Out of models mention above random forest classifiers stand out at its best with 86% accuracy. For validating, 123 loan applications were taken, results for which has shown below. Efforts have been made to reduce False Positive (FP) as it is more prone loss than false negative (FN) cases. As the loan that must not be approved has predicted approved count by False Positive cases.
How much percentage each feature contributed to predicting loan approval status on data provided also can be known. This result is generated by model itself.
Case – Loan Repayment Status (Fully Paid Vs Charged Off)

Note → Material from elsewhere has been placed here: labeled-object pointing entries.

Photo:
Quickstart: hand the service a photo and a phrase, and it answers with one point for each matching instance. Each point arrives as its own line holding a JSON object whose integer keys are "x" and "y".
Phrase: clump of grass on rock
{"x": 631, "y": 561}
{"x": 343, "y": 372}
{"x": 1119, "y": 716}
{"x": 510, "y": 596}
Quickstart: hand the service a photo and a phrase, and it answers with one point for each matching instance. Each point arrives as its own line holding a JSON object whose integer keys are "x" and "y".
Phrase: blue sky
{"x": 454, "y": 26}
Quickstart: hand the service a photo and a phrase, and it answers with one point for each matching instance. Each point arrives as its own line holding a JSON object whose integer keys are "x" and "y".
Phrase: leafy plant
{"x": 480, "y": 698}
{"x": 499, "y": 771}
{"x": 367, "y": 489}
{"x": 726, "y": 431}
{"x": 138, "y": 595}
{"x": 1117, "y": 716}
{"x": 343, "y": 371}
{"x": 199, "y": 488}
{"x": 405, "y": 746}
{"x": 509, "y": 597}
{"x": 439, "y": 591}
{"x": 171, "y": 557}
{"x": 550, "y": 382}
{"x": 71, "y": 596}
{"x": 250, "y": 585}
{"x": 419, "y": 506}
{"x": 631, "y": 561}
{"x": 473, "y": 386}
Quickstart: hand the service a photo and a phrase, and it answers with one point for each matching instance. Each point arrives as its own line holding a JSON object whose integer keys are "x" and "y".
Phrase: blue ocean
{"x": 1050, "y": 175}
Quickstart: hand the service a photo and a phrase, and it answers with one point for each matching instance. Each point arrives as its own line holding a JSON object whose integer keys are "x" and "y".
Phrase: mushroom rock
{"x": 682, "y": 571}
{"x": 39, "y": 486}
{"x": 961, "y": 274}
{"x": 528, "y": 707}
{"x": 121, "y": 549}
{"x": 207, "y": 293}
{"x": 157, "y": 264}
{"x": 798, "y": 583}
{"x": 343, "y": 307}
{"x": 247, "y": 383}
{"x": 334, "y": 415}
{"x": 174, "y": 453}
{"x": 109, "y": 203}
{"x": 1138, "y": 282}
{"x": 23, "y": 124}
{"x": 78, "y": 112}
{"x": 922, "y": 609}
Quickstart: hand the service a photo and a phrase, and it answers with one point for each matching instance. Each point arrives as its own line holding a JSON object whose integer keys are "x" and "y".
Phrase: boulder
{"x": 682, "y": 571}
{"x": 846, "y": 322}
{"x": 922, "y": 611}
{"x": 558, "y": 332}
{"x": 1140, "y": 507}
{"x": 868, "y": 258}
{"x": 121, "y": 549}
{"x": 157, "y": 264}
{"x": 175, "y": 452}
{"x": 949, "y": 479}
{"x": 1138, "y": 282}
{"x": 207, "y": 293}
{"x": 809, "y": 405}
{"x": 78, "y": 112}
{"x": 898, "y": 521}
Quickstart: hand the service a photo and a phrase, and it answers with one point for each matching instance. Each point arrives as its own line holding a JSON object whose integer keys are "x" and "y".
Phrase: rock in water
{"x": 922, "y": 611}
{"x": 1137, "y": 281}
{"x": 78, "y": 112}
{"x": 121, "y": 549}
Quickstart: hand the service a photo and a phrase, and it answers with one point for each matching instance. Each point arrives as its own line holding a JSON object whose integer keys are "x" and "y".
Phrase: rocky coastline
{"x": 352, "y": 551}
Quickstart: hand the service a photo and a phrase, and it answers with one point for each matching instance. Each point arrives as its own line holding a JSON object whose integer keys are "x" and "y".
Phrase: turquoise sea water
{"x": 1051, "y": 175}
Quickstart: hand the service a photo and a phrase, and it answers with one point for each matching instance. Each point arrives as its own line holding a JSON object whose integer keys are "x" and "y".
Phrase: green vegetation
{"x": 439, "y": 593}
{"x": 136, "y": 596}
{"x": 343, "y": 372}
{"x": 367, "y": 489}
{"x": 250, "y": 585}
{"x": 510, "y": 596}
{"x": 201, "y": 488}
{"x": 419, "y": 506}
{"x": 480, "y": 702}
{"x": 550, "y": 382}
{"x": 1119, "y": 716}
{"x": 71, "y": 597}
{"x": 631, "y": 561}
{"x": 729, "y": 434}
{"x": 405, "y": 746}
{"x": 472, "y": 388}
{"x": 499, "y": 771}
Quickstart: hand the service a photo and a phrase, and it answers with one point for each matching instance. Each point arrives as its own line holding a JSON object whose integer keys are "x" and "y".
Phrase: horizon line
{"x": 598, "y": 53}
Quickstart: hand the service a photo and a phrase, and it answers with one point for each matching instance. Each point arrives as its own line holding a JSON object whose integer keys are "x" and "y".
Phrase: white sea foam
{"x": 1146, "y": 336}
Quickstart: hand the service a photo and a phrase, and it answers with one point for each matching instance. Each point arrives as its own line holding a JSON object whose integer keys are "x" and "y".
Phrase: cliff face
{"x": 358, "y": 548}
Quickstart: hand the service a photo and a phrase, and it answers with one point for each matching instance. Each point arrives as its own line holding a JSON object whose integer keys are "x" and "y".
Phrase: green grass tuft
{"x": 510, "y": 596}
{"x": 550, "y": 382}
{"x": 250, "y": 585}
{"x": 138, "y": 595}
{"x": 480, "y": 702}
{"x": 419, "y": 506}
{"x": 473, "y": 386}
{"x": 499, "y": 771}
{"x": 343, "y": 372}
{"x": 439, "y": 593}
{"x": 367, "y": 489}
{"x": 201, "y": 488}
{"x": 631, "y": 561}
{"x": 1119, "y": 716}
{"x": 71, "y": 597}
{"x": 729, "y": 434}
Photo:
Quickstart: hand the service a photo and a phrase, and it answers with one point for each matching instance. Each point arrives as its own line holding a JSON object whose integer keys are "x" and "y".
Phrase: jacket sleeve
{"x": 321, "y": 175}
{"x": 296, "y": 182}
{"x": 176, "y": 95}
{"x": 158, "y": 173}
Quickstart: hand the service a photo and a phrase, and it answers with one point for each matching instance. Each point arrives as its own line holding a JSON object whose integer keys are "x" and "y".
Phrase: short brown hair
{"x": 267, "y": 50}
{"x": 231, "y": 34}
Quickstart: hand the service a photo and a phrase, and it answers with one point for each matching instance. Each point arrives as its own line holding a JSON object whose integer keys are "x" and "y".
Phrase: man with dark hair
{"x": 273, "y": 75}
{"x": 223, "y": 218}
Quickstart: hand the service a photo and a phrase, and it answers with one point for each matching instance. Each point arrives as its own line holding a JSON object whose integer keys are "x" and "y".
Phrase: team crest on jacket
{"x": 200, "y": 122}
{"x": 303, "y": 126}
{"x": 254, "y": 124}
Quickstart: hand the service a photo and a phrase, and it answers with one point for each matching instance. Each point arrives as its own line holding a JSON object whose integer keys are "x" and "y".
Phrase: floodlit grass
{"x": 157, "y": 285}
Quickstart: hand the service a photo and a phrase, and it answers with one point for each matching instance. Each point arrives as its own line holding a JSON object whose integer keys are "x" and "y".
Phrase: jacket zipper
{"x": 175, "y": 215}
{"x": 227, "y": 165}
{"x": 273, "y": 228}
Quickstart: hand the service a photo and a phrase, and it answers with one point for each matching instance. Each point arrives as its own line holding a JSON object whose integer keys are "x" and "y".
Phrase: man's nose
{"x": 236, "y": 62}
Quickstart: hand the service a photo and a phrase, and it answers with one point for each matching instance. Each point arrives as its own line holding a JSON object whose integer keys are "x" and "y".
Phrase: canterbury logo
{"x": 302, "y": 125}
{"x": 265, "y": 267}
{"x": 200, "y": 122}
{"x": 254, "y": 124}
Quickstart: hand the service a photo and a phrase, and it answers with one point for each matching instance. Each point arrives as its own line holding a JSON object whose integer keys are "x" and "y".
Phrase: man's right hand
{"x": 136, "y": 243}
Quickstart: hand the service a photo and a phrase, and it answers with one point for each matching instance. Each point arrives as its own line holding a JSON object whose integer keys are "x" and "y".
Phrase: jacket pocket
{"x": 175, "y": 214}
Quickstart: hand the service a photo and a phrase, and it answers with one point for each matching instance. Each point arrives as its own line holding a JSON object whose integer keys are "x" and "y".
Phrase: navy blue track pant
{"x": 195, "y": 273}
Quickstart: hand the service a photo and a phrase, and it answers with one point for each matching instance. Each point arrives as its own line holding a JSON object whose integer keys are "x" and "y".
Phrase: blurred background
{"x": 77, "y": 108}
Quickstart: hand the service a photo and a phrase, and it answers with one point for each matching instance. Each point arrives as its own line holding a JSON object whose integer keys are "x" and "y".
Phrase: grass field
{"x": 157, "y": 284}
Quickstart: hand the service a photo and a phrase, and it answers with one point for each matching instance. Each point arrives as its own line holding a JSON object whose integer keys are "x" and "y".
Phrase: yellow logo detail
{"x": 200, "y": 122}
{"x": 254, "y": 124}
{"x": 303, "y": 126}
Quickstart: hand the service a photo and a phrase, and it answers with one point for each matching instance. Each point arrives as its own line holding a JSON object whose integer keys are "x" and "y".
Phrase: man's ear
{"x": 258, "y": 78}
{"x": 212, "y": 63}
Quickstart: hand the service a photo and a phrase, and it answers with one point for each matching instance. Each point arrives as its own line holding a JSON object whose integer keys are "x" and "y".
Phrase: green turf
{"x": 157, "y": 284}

Once the loan approved, it is important to follow up the loan for the future as sometimes the borrower failed to repay the loan amount and interest deliberately or reasonably. In both the situation lender face loss of funds. So in part of lender, machine learning automate system provide a solution by predicted loan repayment status i.e. whether the loan will be fully paid or not (charged off) by studying past behavior and previous customer records. Machine learning models identify those loans which have more probability to end up being charged off. Given can be the details required for prediction:
- Annual Income of borrower
- Tax Liens
- Current loan amount
- Maximum open credit
- Current credit balance
- Interest rate
- Debt to income ratio
- Month since last delinquent
- Number of credit problems, other details can be entertained by the lender
After performing machine learning algorithms, Gradient Booster Classifier outperforms the best among all models with 93.49% accuracy. The validation result on 10146 cases is as follows. The model performs really well as it succeeds in reducing False Positive cases as they are more loss prone.
Based on the feature provided by bank given is feature importance percentage for prediction:
Note: All the results have shown above are completely based on data, may change accordingly with the data provided.
- With the continuous increase in the number of loan defaulters, results in a huge financial loss to the bank. If there is a way to efficiently classify loaners’ status in advance, it would be boon to lending business.
- In the machine learning system proper procedures have taken for reliable results. Proper data cleaning and exploratory analysis done, efforts are made to achieve maximum accuracy and explanatory results. Also, each outcome has its own score of probability.
- All algorithms assume that the future is the reflection of the past. This model acts as an important suggestion and early warning tool for default activities.